Top webcasters in the "All Streams" ranking (based on global listening) that don't appear in the Domestic chart include Digitally Imported, Prisa Radio, Karnaval.com, 977Music.com, and Sky Radio. The May 2013 Webcast Metrics Top 20 Ranker is here.

Meanwhile, Pandora has announced its own numbers for the month of June. The webcaster says it streamed 1.25 billion hours in June (down from 1.35 billion in May), but up 17% from a year prior. In March, before Pandora capped free mobile listening at 40 hours per month, it streamed 1.5 billion hours.

Pandora says in June it topped 71 million "active listeners," which is up a bit from May, and up 30% from June of 2012. However, its share of U.S. radio listening dropped from 7.3% in May to just over 7% last month.

Our coverage of Pandora's May 2013 numbers is here.

Paul Maloney
July 10, 2013 - 12:30pm

Recent research indicates that moderate background noise -- such as you might hear in a coffee shop -- can stimulate creativity. So, the new Coffitivity site generates a stream of caffeinated background hum for you.

Coffitivity even recommends mixing the sound along with music, like Internet radio, for best results!

In its coverage, The New York Times reported researchers as saying, "extreme quiet tends to sharpen your focus, which can prevent you from thinking in the abstract." Study subjects performed better in "brainstorming" exercises when exposed to ambient levels of noise (about 70 decibels) compared to relative quiet (about 50 decibels).

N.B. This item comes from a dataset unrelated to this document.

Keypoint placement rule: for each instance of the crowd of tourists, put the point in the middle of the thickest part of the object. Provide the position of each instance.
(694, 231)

Justin Kauszler of the Coffitivity team told the paper that after his boss denied his request to work remotely from a coffee shop, he and some coworkers took recording equipment to a nearby cafe. Coffitivity is planning to release mobile apps in the next two weeks. After that, the team wants to tailor the streamed noise to different locales.

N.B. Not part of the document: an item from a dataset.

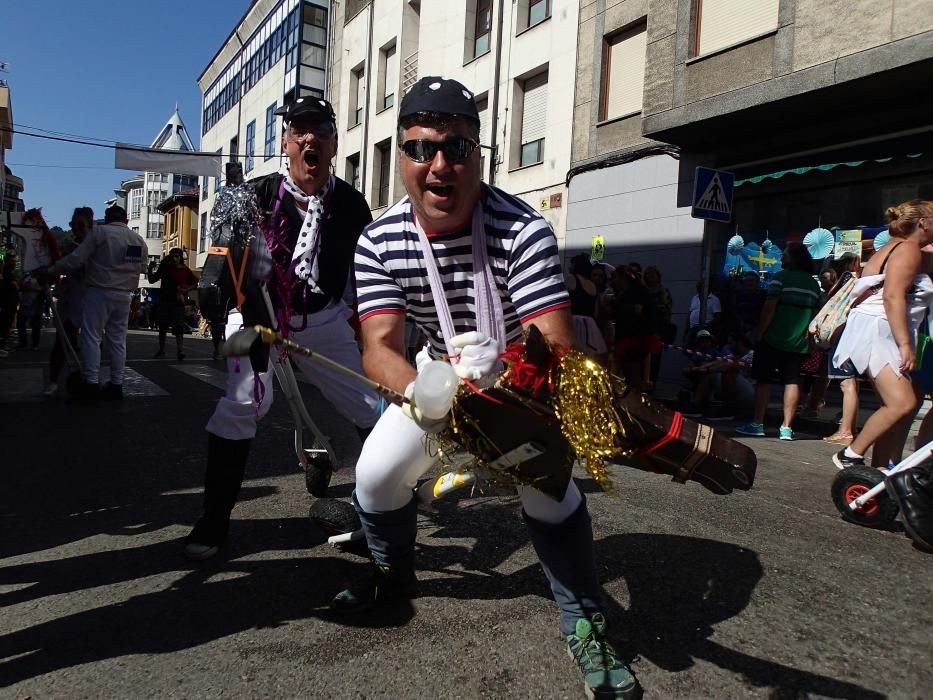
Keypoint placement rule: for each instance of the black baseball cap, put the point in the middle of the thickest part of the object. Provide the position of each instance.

Try Coffitiviy here. Read more in The New York Times here and The Atlantic Cities here.

Paul Maloney
July 10, 2013 - 12:30pm

New AccuStream Research data on Internet radio and streaming music reveals "a 2013 growth rate of 47.5%, backed by monetization initiatives channeling $1.22 billion into the digital music ecosystem," the company says.

The data is from a new report called "Streaming Radio, Curated Station and Track Play Music: Listening Hours and Revenue Analytics 2013 - 2016." AccuStream says it analyzed "listening by brand, platform, product offering, business model, subscriber count, available inventory by format, CPMs (national and local), sellout rates and corresponding revenue" over multiple years.

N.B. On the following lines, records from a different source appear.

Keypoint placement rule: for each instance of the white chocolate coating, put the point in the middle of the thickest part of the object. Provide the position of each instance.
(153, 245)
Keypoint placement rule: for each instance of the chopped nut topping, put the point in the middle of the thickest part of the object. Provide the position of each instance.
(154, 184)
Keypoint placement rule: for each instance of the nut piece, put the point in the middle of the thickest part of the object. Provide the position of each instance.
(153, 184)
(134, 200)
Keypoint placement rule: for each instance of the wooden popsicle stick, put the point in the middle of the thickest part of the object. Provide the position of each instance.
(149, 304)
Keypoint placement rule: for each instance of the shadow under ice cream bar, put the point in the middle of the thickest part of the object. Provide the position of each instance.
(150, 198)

Ad-supported streaming, the company projects, will account for nearly 62% of the sector's revenue this year. About half will come from in-stream audio ad paired with a display component. AccuStream also predicts total listening hours for ad-supported sterams will grow almost 80% this year to 28.6 billion.

As of press time, the study was not yet available on AccuStream's website.

Paul Maloney
July 10, 2013 - 12:30pm

Hypebot has posted a short video from BTIGResearch analyst Richard Greenfield, in which he controls the upcoming Internet radio service using Siri-enabled voice commands.

The video is a powerful demonstration of the potential of the integration of Siri and iTunes Radio. As Hypebot points out, it's a validation of ideas suggested by journalist Kyle Bylin in 2011 (here), when Siri was first launched. That is, the potential for the voice-command function to truly transform how we interact with music.

In the video, Greenfield commands iTunes Radio to "play Led Zeppelin Radio." Siri understands the command, and iTunes Radio instantly creates the station and starts playing.

"Imagine if you were driving just how easy this would be," Greenfield said. When he commands "Play Adele Radio," it seems Siri didn't understand command at first, but a moment later the device "figured it out," and the station began to play.

The video and Hypebot's coverage is here.